Whatever, it was a good thing that there was a bit of fortifying alcohol mixed in with the grape juice because when I got home I was tactfully reminded that in three weeks our neighbour and expert Monopoly player Stéphane will be having his fortieth birthday, that we have graciously agreed to let them use the paddock for the occasion, and that it would be a Good Idea, if only so as to avoid the loss of small children to some of whom Emilie is quite attached being as they're hers, if the grass were a bit lower.

So I girded up my loins, as one will on such occasions, went and borrowed the weed-whacker, and took it down to the paddock. Looked at it, it looked back - we seemed to be at an impasse here - and I decided that it seemed unlikely that it was going to give itself the short back'n'sides it so badly needed, and set to work.

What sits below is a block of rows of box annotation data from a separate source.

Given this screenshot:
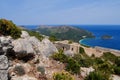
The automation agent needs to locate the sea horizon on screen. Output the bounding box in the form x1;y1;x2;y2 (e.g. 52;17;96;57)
22;25;120;50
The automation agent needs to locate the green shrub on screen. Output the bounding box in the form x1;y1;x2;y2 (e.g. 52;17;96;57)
79;59;93;67
14;66;25;76
26;30;44;41
66;58;80;74
37;66;45;75
53;72;74;80
94;58;104;64
51;50;68;63
115;57;120;67
73;54;93;67
0;19;21;39
49;35;57;42
68;40;73;44
102;52;117;63
85;72;105;80
79;47;85;53
114;66;120;75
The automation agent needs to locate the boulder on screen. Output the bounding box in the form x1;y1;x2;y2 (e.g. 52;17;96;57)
39;38;58;57
0;70;8;80
0;55;8;80
64;50;74;57
28;37;58;57
12;39;34;58
21;31;30;38
81;67;95;78
0;55;8;70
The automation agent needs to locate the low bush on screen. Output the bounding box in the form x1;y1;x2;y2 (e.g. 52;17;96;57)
26;30;44;41
114;66;120;75
85;72;105;80
53;72;74;80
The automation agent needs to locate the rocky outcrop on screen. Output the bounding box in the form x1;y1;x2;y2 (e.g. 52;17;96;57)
12;31;57;57
39;39;58;57
21;31;30;38
0;55;8;80
12;39;34;58
0;36;13;55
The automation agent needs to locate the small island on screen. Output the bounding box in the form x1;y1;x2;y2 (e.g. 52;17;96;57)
101;35;112;39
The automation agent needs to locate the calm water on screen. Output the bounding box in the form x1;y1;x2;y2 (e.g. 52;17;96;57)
79;25;120;50
22;25;120;50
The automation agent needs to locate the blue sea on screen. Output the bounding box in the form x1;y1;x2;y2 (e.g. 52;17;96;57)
22;25;120;50
79;25;120;50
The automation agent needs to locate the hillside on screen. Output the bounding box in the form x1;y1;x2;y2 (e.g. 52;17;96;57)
35;26;93;42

Right now, I really regret that. Because my arms seem to no longer belong to the rest of my body, and my right hand is permanently clenched. And my legs are kind of wobbly. But what I really regret is not having the camera with me, and being too filthy to use it in any case, because when I put the infernal machine down for five minutes (just to pull out some more fil, not to have a drink) there was a salamander perched on a big hunk of grass just a metre away behind me, looking curiously at me. (I think I may have sent its mate to an early grave, much regretted and completely unintentional I assure you.)

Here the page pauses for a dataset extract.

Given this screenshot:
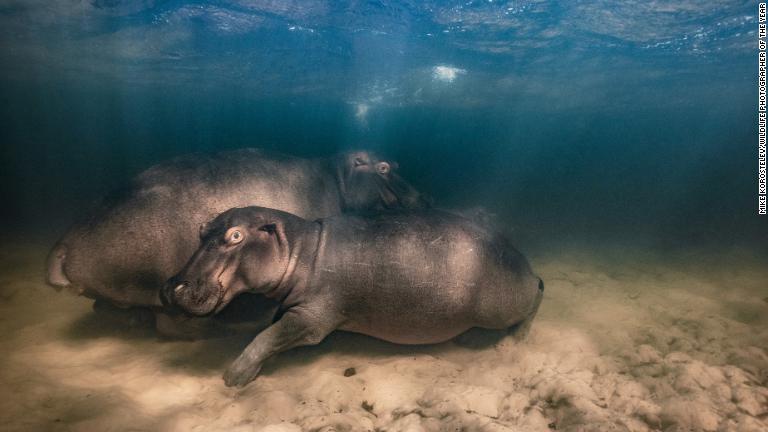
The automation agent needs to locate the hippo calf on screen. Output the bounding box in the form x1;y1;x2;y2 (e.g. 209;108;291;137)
162;207;544;386
48;149;427;337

They really are beautiful creatures, jet-black and gold. And that's the third one I've ever seen in my life, and the third time I've not had the camera on me. Bitch.

Anyway, mind how you go now.


  1. "what to do with a kilo of strawberry coulis that will go rotten inna week?"


  2. how come the bladder is always full at that sort of hour?

    I believe the aliens use their advanced teleportation technology to provide the fluid contents. Either that or a catheter, which you would probably notice.

  3. Sadly, strawberry jam is not one of our favourite insects. Jerry will start eating it and then leave a sad residue at the bottom of the jar for months, and Margo cordially detests the stuff. And there's only so much I can eat.

  4. I don't detest strawberry jam it's just it comes in after raspberry or apricot jam and given I only eat jam about once a week I never get around to having any strawberry jam. Strawberries are best eaten as is with no added sugar, red wine, cream or anything else.

  5. Alison is just looking for an excuse to boast of their own strawberry-themed garden surfeit, and of her husband's skills at jam-making.